A CDMS must be flexible in the kinds of workloads it supports, and efficient in running different workloads concurrently. It should be able to support highly scalable web-facing applications with primary requirements that include high transaction throughput, web-scale concurrency and very low latency. It should be able to support enterprise applications that involve complex transactions and a more even mix of reads and updates. It should be able to support analytical applications, with a premium on un-cached reads and long-running queries. A CDMS should also support logging-style applications with a focus on sustained appending of data.
A CDMS must be able to perform backups without taking the system down, and run analytical queries without interfering with transaction processing.

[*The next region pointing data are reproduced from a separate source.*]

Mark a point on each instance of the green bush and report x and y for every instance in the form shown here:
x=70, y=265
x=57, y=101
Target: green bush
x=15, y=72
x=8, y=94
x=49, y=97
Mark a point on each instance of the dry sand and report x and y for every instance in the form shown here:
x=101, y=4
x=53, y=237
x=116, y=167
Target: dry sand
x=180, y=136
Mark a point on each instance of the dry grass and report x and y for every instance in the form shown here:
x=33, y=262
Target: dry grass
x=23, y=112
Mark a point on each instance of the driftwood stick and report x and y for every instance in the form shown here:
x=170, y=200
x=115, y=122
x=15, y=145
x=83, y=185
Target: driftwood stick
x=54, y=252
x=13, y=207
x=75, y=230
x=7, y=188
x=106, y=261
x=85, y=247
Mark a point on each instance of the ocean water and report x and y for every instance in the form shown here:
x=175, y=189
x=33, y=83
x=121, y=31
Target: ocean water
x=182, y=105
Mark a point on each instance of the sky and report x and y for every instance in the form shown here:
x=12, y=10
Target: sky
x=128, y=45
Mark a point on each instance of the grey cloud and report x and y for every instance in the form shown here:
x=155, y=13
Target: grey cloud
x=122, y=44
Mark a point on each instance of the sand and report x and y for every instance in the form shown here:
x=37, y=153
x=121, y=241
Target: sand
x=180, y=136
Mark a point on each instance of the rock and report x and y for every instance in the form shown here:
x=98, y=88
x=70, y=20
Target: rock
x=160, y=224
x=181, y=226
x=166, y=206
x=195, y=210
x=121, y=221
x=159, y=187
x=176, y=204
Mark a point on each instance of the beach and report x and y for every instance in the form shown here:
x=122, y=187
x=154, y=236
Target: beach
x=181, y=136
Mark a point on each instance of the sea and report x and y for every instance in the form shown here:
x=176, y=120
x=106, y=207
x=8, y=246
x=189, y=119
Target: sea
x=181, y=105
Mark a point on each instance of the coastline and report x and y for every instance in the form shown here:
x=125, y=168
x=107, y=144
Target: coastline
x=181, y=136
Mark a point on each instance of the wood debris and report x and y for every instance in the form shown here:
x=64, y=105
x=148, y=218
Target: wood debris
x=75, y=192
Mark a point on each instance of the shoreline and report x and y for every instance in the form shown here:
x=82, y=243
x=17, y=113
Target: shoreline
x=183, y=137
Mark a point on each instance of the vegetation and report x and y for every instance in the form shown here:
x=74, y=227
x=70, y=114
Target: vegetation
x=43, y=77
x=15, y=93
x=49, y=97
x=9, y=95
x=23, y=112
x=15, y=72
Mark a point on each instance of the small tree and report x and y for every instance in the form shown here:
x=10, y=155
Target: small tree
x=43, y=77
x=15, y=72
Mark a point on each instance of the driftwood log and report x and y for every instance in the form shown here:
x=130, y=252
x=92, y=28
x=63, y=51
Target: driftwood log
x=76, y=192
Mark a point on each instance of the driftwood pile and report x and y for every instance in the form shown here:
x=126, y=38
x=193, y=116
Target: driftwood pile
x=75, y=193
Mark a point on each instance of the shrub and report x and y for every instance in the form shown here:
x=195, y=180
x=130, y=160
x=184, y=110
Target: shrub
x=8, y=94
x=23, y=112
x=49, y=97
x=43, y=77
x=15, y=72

Tunable Durability Guarantees

A CDMS must allow a user to define infrastructure reliability constraints that control the trade off between durability guarantees and database performance. A user must be allowed to define whether a transactional commit means that the data is safely written to storage in one place, written to storage in K places, written to storage in M non-collocated places, stored in RAM in N places, or something else.

Distributed Security

A CDMS must have enterprise class security at system level and database level, including:
• Authentication and access control of machines before they are accepted into the trusted group,
• Authentication and access control of database processes before they are allowed to participate in a particular database,
• Encryption of all communications between machines, and
• Database-level security for users of the database.

Empower Developers & Administrators

Empowering Developers:
• A CDMS must support rapid application development and frictionless application evolution,
• It should be easy to use, without time-consuming requirements for provisioning of database servers, or inflexible schemas that slow down application development,
• It must be integrated with modern programming languages and APIs, database development tools and application development frameworks,
• It must support flexible schemas with user-defined types in order to provide a clean layer for arbitrary language integration that is agnostic to row or column orientation. A CDMS should enable users to easily update and redefine data as their applications change.

Empowering Administrators:
• A CDMS should provide a single secure point of administration for all its databases and resources. It should make it simple to automate logging, auditing, profiling, process management and resource allocation,
• It should enable policy-driven, zero-admin services that manage the system as a whole,
• A CDMS should also support the separation of database administrators and systems administrators as roles using this single point of management as these roles are more distinct in a cloud environment.